Last weekend I made a performance enhancement to the proxy. Generally I tend to avoid changing code to improve performance unless I know for sure it is a problem. But this code in particular was bugging my engineering instincts and I decided to "fix it." The old code had a complexity of O(n), and the new code has a constant complexity and the constant is small. Basically I replaced a loop with some pointer arithmetic. In my experience these sort of algorithmic changes have far greater impact on performance than low level optimizations like loop unrolling or function call optimizations.

But complexity theory is not the point of this article. I broke the code and spent over 2 hours fixing it. That's 2 hours I could have spent on new features, documentation, or drinking beer, which lead me to the follow truisms:

Software developers always underestimate the cost of changing working code
Adhering to broken window theory is ambiguous at best
All non-trivial software has cruft

Developers suffer significantly from Not Invented Here (NIH) syndrome, and I don't exclude myself. Code is often complex by nature. If you dropped me into the middle of some of John Carmack's physics engine code, I probably wouldn't understand any of it. I might then assume that it is ugly or bad, and be tempted to "fix" it by rewriting it. But the truth is I just wouldn't understand the problem space, and would need to derive it myself to understand it (if I could).

Code is the end result of solving a problem. The means of understanding and solving the problem are only vaguely expressed by the code itself. Much of the original thought has been stripped away, and often forgotten. By rewriting code you will understand the original problem, but the end result might not be better code. Other developers will feel the same way about your code as you did about the original code.

This is why I am hesitant to endorse the broken window theory of software, because, in a developers' eyes, code they didn't write is broken. The art of software development is differentiating the windows which are truly broken, from those which are merely dirty.

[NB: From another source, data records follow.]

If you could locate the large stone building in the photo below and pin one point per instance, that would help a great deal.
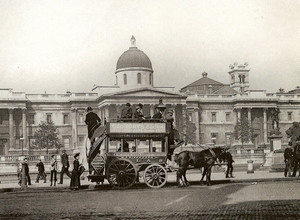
(213, 107)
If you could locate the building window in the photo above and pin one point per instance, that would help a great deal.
(66, 142)
(31, 119)
(66, 119)
(190, 116)
(213, 116)
(81, 118)
(214, 137)
(290, 118)
(49, 118)
(227, 116)
(80, 140)
(139, 78)
(125, 79)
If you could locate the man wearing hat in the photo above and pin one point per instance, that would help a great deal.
(93, 121)
(126, 111)
(65, 166)
(138, 114)
(158, 113)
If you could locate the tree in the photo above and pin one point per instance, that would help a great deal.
(46, 136)
(243, 131)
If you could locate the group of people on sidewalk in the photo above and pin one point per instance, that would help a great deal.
(78, 169)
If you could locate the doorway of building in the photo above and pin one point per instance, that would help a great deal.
(2, 146)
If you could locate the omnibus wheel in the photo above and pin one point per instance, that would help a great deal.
(155, 176)
(121, 173)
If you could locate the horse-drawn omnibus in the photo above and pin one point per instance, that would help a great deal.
(124, 149)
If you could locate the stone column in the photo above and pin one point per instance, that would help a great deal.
(265, 126)
(24, 128)
(239, 110)
(11, 128)
(74, 127)
(196, 121)
(249, 117)
(174, 114)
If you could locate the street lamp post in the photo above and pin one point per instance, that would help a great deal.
(22, 139)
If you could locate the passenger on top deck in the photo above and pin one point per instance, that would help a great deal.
(126, 112)
(93, 121)
(158, 113)
(138, 114)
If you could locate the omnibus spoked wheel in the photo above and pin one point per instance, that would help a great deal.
(155, 176)
(121, 173)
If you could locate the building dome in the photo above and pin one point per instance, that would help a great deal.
(134, 58)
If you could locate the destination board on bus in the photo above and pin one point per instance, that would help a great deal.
(137, 128)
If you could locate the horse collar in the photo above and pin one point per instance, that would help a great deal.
(212, 152)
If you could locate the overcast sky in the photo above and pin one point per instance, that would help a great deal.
(58, 45)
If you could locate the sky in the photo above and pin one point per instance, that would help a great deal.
(59, 45)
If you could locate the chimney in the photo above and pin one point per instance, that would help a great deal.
(210, 89)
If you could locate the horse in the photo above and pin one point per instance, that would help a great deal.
(205, 158)
(294, 134)
(226, 157)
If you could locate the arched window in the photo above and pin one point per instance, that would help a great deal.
(125, 79)
(139, 78)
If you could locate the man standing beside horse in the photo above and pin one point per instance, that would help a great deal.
(294, 134)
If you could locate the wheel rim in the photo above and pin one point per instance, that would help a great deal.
(121, 173)
(155, 176)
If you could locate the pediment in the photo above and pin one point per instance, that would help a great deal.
(150, 92)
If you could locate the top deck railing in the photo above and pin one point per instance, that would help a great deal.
(137, 120)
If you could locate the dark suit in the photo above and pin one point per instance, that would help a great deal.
(27, 174)
(65, 167)
(41, 173)
(93, 122)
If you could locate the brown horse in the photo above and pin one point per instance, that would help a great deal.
(205, 158)
(294, 134)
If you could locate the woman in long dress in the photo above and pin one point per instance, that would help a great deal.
(75, 177)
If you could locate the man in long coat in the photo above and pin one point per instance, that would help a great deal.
(65, 166)
(93, 121)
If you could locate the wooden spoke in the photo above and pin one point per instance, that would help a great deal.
(155, 176)
(121, 173)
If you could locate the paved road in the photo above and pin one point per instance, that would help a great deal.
(272, 200)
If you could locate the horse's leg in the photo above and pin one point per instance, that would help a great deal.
(179, 175)
(208, 174)
(203, 174)
(286, 168)
(185, 180)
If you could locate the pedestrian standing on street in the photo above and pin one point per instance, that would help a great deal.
(53, 176)
(41, 174)
(27, 171)
(229, 160)
(126, 112)
(75, 179)
(65, 167)
(93, 121)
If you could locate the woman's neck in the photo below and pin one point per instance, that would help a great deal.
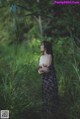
(45, 53)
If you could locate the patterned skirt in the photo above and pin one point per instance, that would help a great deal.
(49, 91)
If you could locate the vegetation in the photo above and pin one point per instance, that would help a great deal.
(23, 25)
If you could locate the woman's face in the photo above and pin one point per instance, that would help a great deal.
(42, 47)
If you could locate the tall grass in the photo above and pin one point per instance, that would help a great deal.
(20, 84)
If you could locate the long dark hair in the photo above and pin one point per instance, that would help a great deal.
(49, 49)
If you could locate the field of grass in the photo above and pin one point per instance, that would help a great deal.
(20, 83)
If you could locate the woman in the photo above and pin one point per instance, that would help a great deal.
(49, 82)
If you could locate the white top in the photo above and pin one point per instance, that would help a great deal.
(45, 59)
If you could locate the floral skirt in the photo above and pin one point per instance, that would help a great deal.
(49, 91)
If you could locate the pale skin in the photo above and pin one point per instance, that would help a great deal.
(45, 61)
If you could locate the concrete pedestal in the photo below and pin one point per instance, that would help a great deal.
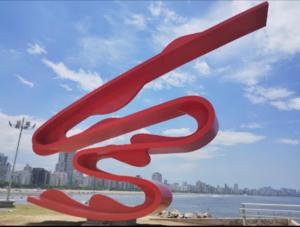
(110, 223)
(6, 204)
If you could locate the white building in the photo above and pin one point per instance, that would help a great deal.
(5, 168)
(157, 177)
(23, 177)
(59, 179)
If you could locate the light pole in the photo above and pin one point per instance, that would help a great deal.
(22, 125)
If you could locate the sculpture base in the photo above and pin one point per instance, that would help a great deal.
(7, 204)
(109, 223)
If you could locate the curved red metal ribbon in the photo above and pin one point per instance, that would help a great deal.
(51, 137)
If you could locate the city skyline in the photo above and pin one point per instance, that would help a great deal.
(62, 177)
(252, 83)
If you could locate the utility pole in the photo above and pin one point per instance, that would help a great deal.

I'm not claiming that no code should be rewritten, but you should be ready to justify rewriting debugged production code, and accept the associated costs.

In my career I have been fortunate to work on, or at least have access to, very large production code bases, and with Open Source software all developers have the same opportunity. In my experience these code bases all had some ugly code. Non-trivial projects take years to write. Not only do techniques change over time, but the understanding of the problem, and market pressures also deviate over time. So what might have seemed like a good idea 5 years ago in a project like IIS, Word, or the Linux kernel, might not seem as appropriate today. Although, again, that doesn't mean the code is truly broken.

While change is inevitable, change is expensive. The implications of change should not be taken lightly. When applying broken window theory to software, the developer must first determine if the window is truly broken, dirty, or simply an intricate plate of stained glass which maybe difficult to replicate or improve upon, even if it isn't perfect.